The founders of Second Machine Age Technologies are the trusted experts in understanding how digital innovations improve and disrupt businesses. They have conducted path-breaking research, written bestsellers, and shown the world how the industrial era is rapidly giving way to the second machine age.
Erik Brynjolfsson is Director of the MIT Initiative on the Digital Economy, Schussel Family Professor at the MIT Sloan School, and Research Associate at the NBER. He is among the most cited researchers in information systems and economics and his work has been recognized with Ten Best Paper Awards and five patents. At MIT, he teaches popular courses on the Economics of Information and the Analytics Lab. A graduate of Harvard and MIT, he has served on the boards of both Fortune 500 companies and start-ups.
Andrew McAfee is the Co-Founder and Co-Director of the Initiative on the Digital Economy and a Principal Research Scientist at the MIT Sloan School of Management. Throughout his career at MIT and Harvard, he has studied how digital technologies are changing the business world. His book More From Less: How We Finally Learned to Prosper Using Fewer Resources – and What Happens Next was published by Scribner in the fall of 2019. He has advised many companies, governments, and international organizations.

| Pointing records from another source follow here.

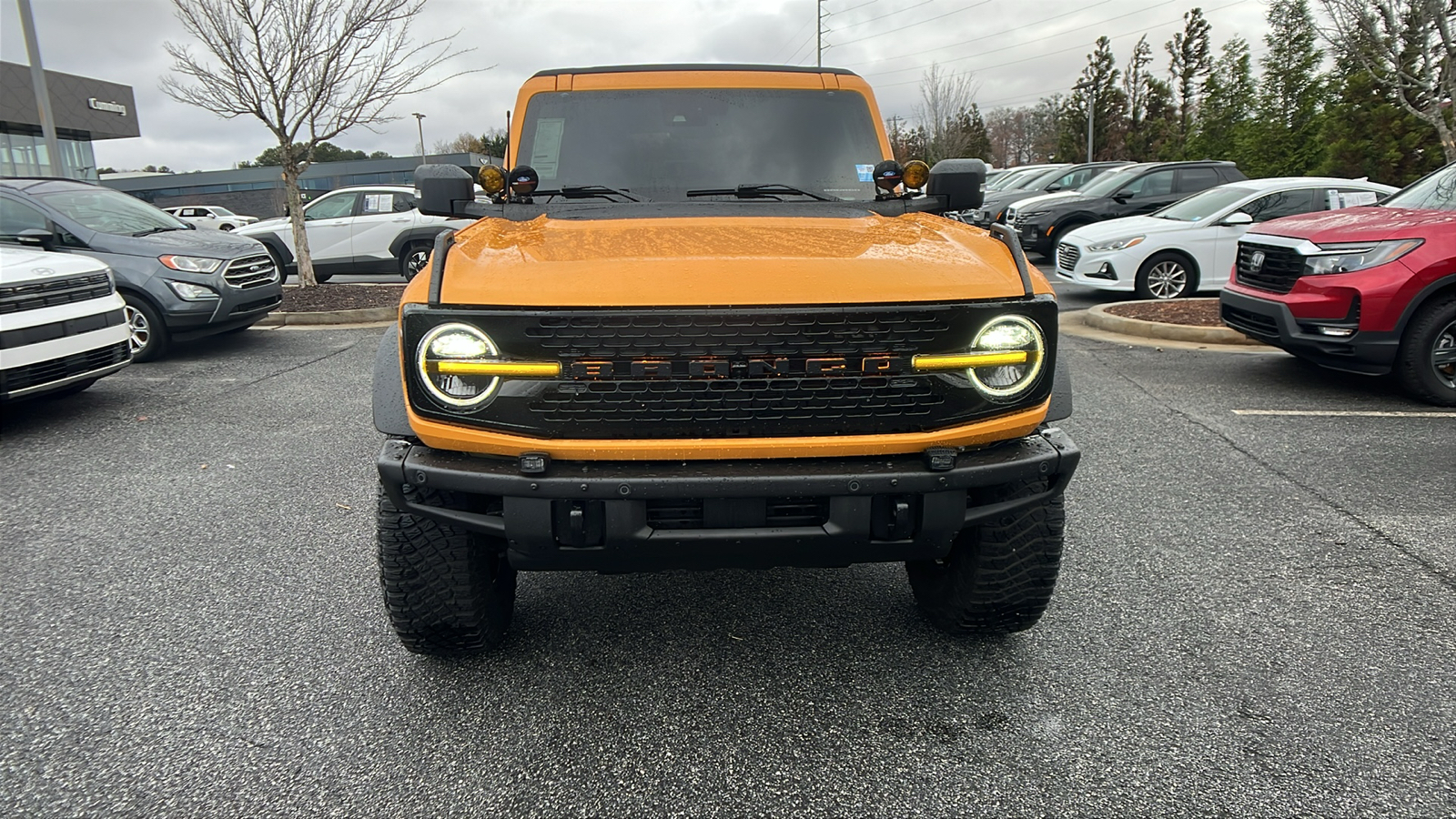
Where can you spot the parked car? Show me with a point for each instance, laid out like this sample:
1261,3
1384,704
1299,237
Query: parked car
364,229
178,281
216,217
1190,245
1050,181
1365,290
62,322
1135,189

Daniel Rock is a researcher at the Initiative on the Digital Economy and the MIT Sloan School of Management. His research focuses on the economic impact of digital technologies on markets, companies, and the Future of Work. Daniel received his Ph.D. from MIT. Beginning in July 2020, he will be a professor at the Wharton School of the University of Pennsylvania.
McAfee and Brynjolfsson are the only people named to both the Thinkers50 list of the world’s top management thinkers and the Politico 50 group of people transforming American politics.

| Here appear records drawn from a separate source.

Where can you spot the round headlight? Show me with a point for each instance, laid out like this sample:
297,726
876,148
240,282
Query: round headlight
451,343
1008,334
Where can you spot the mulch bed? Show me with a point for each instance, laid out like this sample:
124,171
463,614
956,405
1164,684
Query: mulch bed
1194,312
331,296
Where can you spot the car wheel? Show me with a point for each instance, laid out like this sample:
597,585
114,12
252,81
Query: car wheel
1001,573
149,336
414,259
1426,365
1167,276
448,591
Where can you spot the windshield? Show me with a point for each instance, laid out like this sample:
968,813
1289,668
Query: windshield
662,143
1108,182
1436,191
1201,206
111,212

Their books together include the New York Times bestseller The Second Machine Age: Work, Progress and Prosperity in a Time of Brilliant Technologies and Machine, Platform, Crowd: Harnessing Our Digital Future.

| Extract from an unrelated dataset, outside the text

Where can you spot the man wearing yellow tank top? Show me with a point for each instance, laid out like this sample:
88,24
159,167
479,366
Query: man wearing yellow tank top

Our offerings are based on research published in Science, Harvard Business Review, and other top publications. We have extended this work to create proprietary algorithms, datasets, and analytic techniques, all of which we continually refine.
We build upward from the task and skill level to understand which job categories, functions, business units, and geographies are most (and least) likely to be affected by increasingly powerful machine learning technologies.
What Can Machine Learning Do? Workforce Implications
Science, December 2017
“The recent wave of supervised learning systems have already had considerable economic impact. The ultimate scope and scale of further advances in ML may rival or exceed that of earlier general-purpose technologies like the internal combustion engine or electricity. These advances not only increased productivity directly but, more important, triggered waves of complementary innovations in machines, business organization, and even the broader economy. Individuals, businesses, and societies that made the right complementary investments—for instance, in skills, resources, and infrastructure— thrived as a result, whereas others not only failed to participate in the full benefits but in some cases were made worse off.”
The Business of Artificial Intelligence. What it can – and cannot – do for your organization
Harvard Business Review, July 2017
“AI won’t replace managers, but managers who use AI will replace those who don’t.”
“[…] AI is poised to have a transformational impact, on the scale of earlier general-purpose technologies. Although it is already in use in thousands of companies around the world, most big opportunities have not yet been tapped. The effects of AI will be magnified in the coming decade, as manufacturing, retailing, transportation, finance, health care, law, advertising, insurance, entertainment, education, and virtually every other industry transform their core processes and business models to take advantage of machine learning. The bottleneck now is in management, implementation, and business imagination.”
What Can Machines Learn and What Does It Mean for Occupations and the Economy?
AEA Papers and Proceedings, May 2018
“Automation technologies have historically been the key driver of increased industrial productivity. They have also disrupted employment and the wage structure systematically. However, our analysis suggests that ML will affect very different parts of the workforce than earlier waves of automation.”